Depuis le début des années 1990, ses élucubrations de nourriture, de produits organiques, biologiques et ses déformations de matériaux alimentaires, n’en finissent pas d’étonner.
Au menu aujourd’hui : salade d’avocats et vermicelles de soja, farandole de purées de betteraves, pommes de terre et carottes accompagnées de sa rose de bacon et, pour le dessert, assortiment de deux parfums de Danette : caramel et chocolat. Non, il ne s’agit pas du menu de la cantine du Palais de Tokyo, mais bien du repas type d’une exposition de Michel Blazy, quadra timide et valeur sûre de l’art français.
Cuisine interne
Pour Post Patman II, l’artiste a fait fort. On n’avait pas vu pareil déploiement depuis bien longtemps et surtout pas à Paris. Les dernières fois, il avait fallu se rendre à Albi (Cimaise & Portique en 2002), à Oiron (2003) ou hors de nos frontières pour admirer ses dons. Il faut dire que l’art de Michel Blazy est loin d’être une partie de plaisir pour les institutions.
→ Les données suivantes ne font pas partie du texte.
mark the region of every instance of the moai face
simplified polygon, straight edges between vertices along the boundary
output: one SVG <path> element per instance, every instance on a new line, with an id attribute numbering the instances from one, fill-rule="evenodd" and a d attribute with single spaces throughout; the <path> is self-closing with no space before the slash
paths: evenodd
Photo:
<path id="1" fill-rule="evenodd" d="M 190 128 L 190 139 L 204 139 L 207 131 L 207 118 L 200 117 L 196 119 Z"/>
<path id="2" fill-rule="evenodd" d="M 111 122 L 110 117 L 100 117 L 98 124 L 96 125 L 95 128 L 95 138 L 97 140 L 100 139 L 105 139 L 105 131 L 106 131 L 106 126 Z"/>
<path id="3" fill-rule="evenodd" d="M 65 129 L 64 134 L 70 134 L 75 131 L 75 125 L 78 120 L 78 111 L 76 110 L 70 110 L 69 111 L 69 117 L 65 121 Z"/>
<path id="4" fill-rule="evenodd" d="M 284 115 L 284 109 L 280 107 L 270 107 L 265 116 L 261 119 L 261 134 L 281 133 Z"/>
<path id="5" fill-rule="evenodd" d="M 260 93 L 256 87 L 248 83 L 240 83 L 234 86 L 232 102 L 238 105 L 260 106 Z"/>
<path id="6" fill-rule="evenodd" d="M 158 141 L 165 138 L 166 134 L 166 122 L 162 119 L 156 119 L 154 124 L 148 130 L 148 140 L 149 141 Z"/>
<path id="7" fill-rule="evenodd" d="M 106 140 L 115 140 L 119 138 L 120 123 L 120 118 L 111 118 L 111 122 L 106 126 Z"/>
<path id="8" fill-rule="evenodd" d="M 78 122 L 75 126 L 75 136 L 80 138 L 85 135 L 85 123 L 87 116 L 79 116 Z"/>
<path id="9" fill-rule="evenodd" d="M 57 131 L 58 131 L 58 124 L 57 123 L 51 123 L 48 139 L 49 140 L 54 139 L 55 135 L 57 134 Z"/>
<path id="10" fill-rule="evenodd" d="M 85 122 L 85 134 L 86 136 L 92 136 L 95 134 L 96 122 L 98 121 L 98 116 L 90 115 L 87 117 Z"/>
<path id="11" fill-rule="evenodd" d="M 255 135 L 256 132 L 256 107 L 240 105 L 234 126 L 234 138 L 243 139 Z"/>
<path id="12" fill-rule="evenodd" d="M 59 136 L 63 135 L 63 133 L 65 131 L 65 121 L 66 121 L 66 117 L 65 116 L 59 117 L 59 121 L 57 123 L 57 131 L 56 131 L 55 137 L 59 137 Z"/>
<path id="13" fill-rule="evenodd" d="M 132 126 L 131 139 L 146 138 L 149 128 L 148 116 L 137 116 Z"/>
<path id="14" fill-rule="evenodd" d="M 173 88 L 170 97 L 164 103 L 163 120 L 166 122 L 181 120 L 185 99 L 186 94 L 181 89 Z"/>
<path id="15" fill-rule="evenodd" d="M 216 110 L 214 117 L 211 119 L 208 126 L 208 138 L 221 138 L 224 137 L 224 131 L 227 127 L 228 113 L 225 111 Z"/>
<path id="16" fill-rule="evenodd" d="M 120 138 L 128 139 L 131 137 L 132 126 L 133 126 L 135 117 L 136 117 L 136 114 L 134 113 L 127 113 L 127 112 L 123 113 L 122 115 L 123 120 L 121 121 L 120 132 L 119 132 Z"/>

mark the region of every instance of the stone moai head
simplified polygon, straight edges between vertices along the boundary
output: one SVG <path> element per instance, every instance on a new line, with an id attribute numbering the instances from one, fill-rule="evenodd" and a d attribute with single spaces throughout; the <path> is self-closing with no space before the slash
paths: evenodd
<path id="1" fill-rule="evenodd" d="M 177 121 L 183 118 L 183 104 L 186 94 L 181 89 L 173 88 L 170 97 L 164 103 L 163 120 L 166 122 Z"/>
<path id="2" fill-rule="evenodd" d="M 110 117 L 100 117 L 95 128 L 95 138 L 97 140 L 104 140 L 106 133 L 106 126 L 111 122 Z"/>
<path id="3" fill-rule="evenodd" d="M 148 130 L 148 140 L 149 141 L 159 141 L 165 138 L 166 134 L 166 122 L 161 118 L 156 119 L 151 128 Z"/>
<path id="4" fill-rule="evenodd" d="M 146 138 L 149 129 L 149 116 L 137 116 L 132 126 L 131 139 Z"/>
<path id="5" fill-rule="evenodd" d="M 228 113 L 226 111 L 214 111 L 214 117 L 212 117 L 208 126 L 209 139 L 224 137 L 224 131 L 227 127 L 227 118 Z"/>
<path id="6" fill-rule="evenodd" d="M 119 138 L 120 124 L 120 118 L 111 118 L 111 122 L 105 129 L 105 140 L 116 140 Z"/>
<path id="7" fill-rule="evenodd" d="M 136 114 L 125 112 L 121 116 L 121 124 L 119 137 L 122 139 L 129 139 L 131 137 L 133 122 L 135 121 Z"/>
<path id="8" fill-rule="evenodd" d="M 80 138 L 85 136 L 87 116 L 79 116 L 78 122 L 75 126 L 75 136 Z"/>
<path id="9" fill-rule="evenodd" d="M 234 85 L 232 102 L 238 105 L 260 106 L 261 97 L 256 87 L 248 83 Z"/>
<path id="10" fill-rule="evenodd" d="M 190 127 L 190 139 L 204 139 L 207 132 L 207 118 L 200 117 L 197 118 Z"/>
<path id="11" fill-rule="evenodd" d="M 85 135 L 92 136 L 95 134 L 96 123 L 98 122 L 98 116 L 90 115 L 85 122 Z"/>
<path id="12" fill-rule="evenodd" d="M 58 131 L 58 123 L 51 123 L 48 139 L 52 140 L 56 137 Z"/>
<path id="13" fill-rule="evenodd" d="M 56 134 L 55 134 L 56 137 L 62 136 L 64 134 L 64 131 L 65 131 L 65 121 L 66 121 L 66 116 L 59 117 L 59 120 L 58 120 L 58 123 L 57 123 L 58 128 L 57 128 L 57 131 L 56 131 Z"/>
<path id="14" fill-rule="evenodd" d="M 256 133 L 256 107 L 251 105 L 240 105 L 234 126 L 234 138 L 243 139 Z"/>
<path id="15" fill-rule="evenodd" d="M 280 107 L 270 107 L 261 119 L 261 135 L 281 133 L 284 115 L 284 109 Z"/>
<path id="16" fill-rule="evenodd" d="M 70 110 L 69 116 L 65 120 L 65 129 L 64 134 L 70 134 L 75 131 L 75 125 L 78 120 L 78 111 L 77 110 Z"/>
La recette semble simple sur le papier, qui fait d’ailleurs office de protocole de mise en œuvre, à la manière des artistes conceptuels dont les instructions de réalisation sont méticuleusement rédigées. Unique matériau de Poil de carotte ?, de la purée de carotte et des flocons de pommes de terre déshydratés. Peau de bête, réalisée en coton et crème dessert goût chocolat, quant à elle, fait partie de la collection du Nouveau Musée national de Monaco.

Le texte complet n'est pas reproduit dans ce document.